Sir Kim Darroch has every reason to feel betrayed this morning.
Someone - presumably in London and likely within the Whitehall machine - has hung him out to dry, making one of the pivotal jobs in British diplomacy almost impossible.
And the hunt to find the leaker will come too late to save his relationship with the administration he has so assiduously courted for two and a half years.
When the ambassador phones the White House to discuss Iran policy, or the National Security Council to talk about the Syrian situation, will anyone answer the phone?
The great irony is that almost everyone in this town, even in the West Wing, shares Darroch’s analysis of the dysfunction and chaos in the White House.
But the Trump Administration holds grudges and nurtures grievances.
And doing business with the president’s critics is career-ending.
So those phone calls from the British Residence on Massachusetts Avenue may go unanswered.
The president declared Sunday night, talking of Sir Kim: “We are not big fans of that man and he has not served the UK well...I can say things about him but I won’t bother.”
That appears mild, but is actually brutal.
Sir Kim is the man who has spent the last year of his life organising the president’s recent state visit to the UK.
As I mentioned on News at Ten on Sunday night, I have known Sir Kim for over 20 years, and watched him operate in London, Brussels and Washington.
He is both well-respected by his interlocutors and remarkably straightforward.

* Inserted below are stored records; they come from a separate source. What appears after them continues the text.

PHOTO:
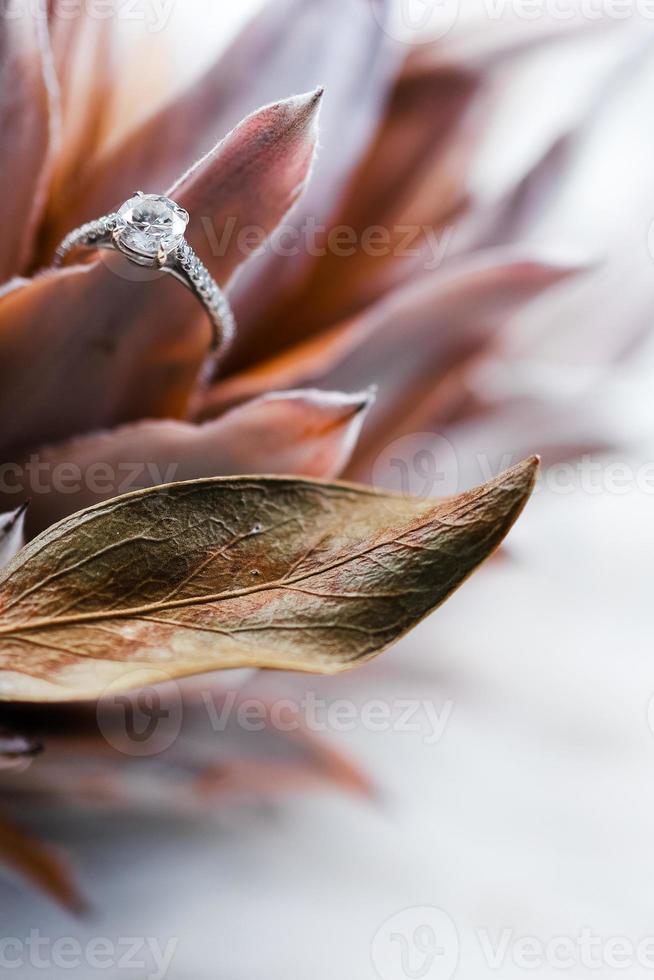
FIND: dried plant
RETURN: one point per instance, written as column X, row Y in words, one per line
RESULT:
column 214, row 569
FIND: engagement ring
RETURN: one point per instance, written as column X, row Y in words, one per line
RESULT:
column 149, row 230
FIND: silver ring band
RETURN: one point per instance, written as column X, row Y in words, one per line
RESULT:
column 149, row 231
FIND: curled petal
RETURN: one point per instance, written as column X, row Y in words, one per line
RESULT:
column 418, row 334
column 250, row 180
column 135, row 347
column 28, row 132
column 309, row 433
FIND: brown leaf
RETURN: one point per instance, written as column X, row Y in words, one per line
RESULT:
column 308, row 433
column 257, row 572
column 39, row 864
column 27, row 134
column 135, row 348
column 12, row 533
column 250, row 180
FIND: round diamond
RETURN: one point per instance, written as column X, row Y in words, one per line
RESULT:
column 148, row 223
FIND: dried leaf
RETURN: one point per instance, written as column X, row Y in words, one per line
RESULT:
column 257, row 572
column 309, row 433
column 38, row 863
column 12, row 533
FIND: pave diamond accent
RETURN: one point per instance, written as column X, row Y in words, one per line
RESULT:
column 212, row 296
column 157, row 224
column 149, row 223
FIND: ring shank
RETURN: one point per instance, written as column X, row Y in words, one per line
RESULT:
column 183, row 264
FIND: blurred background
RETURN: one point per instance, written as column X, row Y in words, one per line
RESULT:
column 492, row 816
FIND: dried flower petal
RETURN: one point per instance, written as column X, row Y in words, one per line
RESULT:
column 308, row 433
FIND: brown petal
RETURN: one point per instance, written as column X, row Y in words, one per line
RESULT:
column 409, row 341
column 135, row 348
column 12, row 533
column 292, row 46
column 27, row 135
column 39, row 864
column 412, row 181
column 250, row 180
column 83, row 52
column 309, row 433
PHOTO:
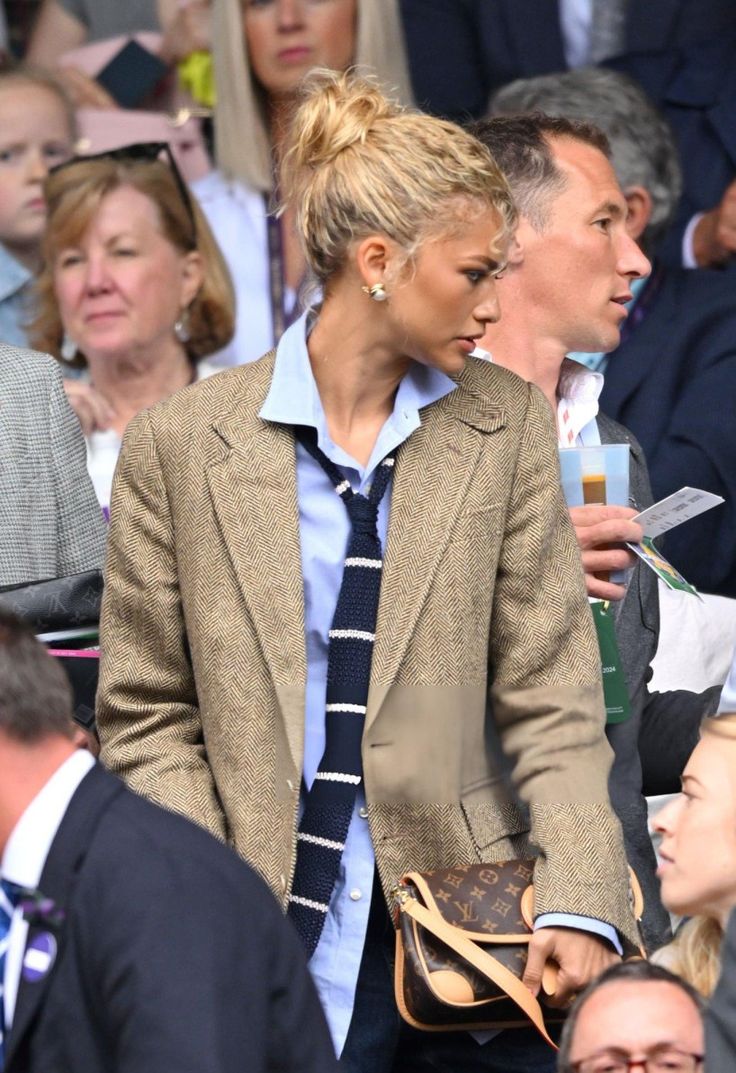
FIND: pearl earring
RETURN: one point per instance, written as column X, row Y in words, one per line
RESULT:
column 181, row 326
column 68, row 350
column 377, row 292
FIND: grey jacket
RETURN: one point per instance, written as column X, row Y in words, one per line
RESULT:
column 50, row 524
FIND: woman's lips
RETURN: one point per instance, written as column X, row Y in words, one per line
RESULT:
column 296, row 55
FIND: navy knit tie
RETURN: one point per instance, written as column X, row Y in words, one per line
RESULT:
column 328, row 805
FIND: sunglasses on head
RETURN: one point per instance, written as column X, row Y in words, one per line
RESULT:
column 149, row 152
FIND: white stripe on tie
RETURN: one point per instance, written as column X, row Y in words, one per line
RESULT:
column 352, row 635
column 309, row 904
column 338, row 777
column 326, row 843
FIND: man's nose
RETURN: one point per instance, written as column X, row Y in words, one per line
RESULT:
column 632, row 261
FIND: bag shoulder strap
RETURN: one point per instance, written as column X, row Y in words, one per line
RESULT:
column 483, row 961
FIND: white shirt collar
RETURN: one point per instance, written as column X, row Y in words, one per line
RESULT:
column 578, row 390
column 27, row 849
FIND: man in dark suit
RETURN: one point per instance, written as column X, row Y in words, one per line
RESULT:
column 461, row 50
column 694, row 85
column 720, row 1022
column 673, row 377
column 572, row 235
column 130, row 940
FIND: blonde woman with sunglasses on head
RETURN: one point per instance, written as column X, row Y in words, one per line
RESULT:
column 133, row 290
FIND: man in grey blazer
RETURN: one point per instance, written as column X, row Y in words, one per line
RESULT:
column 554, row 302
column 50, row 523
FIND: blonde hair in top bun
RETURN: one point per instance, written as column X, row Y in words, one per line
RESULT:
column 357, row 163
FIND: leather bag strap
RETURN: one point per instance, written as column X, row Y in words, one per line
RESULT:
column 481, row 960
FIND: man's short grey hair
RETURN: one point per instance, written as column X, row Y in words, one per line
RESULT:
column 642, row 146
column 627, row 972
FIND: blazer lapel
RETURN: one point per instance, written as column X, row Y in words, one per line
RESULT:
column 433, row 469
column 57, row 883
column 253, row 488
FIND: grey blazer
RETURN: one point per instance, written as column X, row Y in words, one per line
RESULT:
column 675, row 715
column 50, row 524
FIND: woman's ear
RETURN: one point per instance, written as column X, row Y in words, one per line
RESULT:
column 373, row 255
column 638, row 215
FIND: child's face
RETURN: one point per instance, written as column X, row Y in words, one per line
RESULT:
column 34, row 135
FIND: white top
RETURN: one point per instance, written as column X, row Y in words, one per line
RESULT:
column 103, row 449
column 237, row 216
column 26, row 852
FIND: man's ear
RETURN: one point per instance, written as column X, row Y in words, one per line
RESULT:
column 638, row 215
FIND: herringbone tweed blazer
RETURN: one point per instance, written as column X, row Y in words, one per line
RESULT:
column 50, row 523
column 484, row 642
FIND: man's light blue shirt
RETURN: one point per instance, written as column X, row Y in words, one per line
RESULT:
column 14, row 280
column 324, row 529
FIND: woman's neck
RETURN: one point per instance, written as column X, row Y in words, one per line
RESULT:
column 356, row 371
column 133, row 381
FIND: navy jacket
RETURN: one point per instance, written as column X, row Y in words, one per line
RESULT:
column 673, row 383
column 461, row 50
column 695, row 88
column 174, row 957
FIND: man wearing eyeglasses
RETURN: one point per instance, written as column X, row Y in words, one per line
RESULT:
column 636, row 1017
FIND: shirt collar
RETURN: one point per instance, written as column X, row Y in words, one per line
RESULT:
column 27, row 849
column 13, row 275
column 577, row 393
column 293, row 398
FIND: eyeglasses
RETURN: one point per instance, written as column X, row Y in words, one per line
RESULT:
column 668, row 1060
column 142, row 152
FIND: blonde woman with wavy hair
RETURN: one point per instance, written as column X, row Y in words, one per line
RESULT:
column 262, row 50
column 335, row 555
column 697, row 853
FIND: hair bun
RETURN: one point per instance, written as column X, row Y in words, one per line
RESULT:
column 338, row 109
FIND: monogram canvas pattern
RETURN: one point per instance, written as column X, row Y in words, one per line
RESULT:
column 481, row 568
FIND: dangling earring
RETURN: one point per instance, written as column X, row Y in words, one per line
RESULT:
column 377, row 292
column 181, row 326
column 68, row 351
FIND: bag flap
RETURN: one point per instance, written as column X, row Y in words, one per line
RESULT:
column 484, row 901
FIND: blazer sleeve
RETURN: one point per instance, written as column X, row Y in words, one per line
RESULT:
column 546, row 692
column 82, row 532
column 147, row 711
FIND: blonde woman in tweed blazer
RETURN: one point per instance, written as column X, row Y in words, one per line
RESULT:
column 50, row 524
column 484, row 642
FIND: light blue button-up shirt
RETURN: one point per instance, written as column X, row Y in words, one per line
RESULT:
column 324, row 531
column 14, row 280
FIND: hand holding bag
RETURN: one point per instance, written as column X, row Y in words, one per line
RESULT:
column 461, row 947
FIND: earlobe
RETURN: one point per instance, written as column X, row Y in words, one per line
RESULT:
column 638, row 210
column 192, row 277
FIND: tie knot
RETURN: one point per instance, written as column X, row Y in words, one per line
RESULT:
column 363, row 514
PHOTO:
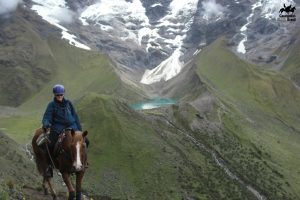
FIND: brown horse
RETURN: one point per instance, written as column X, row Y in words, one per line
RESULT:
column 71, row 159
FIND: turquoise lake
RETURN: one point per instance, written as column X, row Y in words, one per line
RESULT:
column 152, row 103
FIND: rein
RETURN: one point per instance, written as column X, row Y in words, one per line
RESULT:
column 51, row 159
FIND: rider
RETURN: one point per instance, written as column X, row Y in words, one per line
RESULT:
column 59, row 115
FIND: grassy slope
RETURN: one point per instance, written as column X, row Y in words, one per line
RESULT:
column 81, row 72
column 292, row 65
column 134, row 159
column 263, row 121
column 13, row 178
column 25, row 61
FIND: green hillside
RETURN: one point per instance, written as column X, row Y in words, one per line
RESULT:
column 291, row 67
column 138, row 156
column 260, row 118
column 12, row 179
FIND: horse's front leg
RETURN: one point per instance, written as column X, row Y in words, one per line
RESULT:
column 66, row 178
column 53, row 193
column 79, row 176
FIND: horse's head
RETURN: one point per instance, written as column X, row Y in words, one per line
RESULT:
column 78, row 148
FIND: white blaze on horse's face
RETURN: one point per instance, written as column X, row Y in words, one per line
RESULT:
column 78, row 164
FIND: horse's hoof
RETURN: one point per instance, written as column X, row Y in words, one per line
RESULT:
column 46, row 191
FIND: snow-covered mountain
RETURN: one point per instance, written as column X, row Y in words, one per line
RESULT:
column 154, row 39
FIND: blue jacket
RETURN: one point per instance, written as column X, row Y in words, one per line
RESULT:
column 61, row 115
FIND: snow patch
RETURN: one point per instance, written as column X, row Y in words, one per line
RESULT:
column 270, row 8
column 155, row 5
column 8, row 6
column 212, row 10
column 165, row 71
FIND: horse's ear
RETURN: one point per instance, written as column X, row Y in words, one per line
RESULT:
column 84, row 134
column 72, row 132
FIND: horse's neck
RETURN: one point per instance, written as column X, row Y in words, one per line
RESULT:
column 67, row 142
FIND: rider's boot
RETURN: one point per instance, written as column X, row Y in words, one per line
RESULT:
column 48, row 172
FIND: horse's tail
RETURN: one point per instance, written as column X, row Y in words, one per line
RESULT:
column 40, row 154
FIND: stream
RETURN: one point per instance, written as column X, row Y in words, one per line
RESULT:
column 219, row 161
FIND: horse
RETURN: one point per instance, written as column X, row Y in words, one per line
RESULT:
column 71, row 159
column 293, row 9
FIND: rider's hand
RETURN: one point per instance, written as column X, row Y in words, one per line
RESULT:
column 46, row 130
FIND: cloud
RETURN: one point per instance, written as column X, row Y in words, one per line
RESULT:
column 63, row 14
column 7, row 6
column 212, row 9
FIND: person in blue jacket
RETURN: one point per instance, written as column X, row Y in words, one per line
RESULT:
column 59, row 115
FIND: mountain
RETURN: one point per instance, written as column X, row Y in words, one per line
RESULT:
column 233, row 132
column 153, row 40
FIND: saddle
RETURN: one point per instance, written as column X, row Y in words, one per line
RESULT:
column 58, row 145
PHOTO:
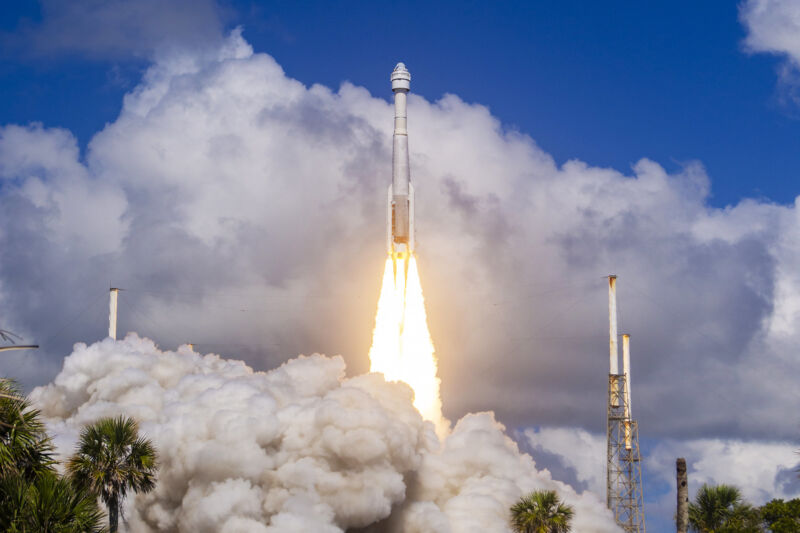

His critics will say that he is a believer in the European project - the Nigel Farage line of attack - but if that is a sin then the next British prime minister can close down the entire Foreign and Commonwealth Office.
You do diplomacy because you believe in networks, shared values, and regional and global cooperation.
From the very outset of the Trump Presidency, Downing Street sought to charm, flatter and cajole the new president.
The State Visit was the climax of that “flood the zone” effort.
The Queen herself was deployed to ensure that Trump felt that Britain loved and respected him.
Now that is all in danger.
Questions loom for British diplomacy and for the new prime minister.
Is it better to send a committed Brexiteer to be the next ambassador to the US, someone who will be entirely comfortable schmoozing in the bar of Washington’s Trump International Hotel?
Or is it more critical than ever to put in a candid and experienced diplomat, to show that the professionalism of the Foreign Office will not be compromised by a leaker with an agenda?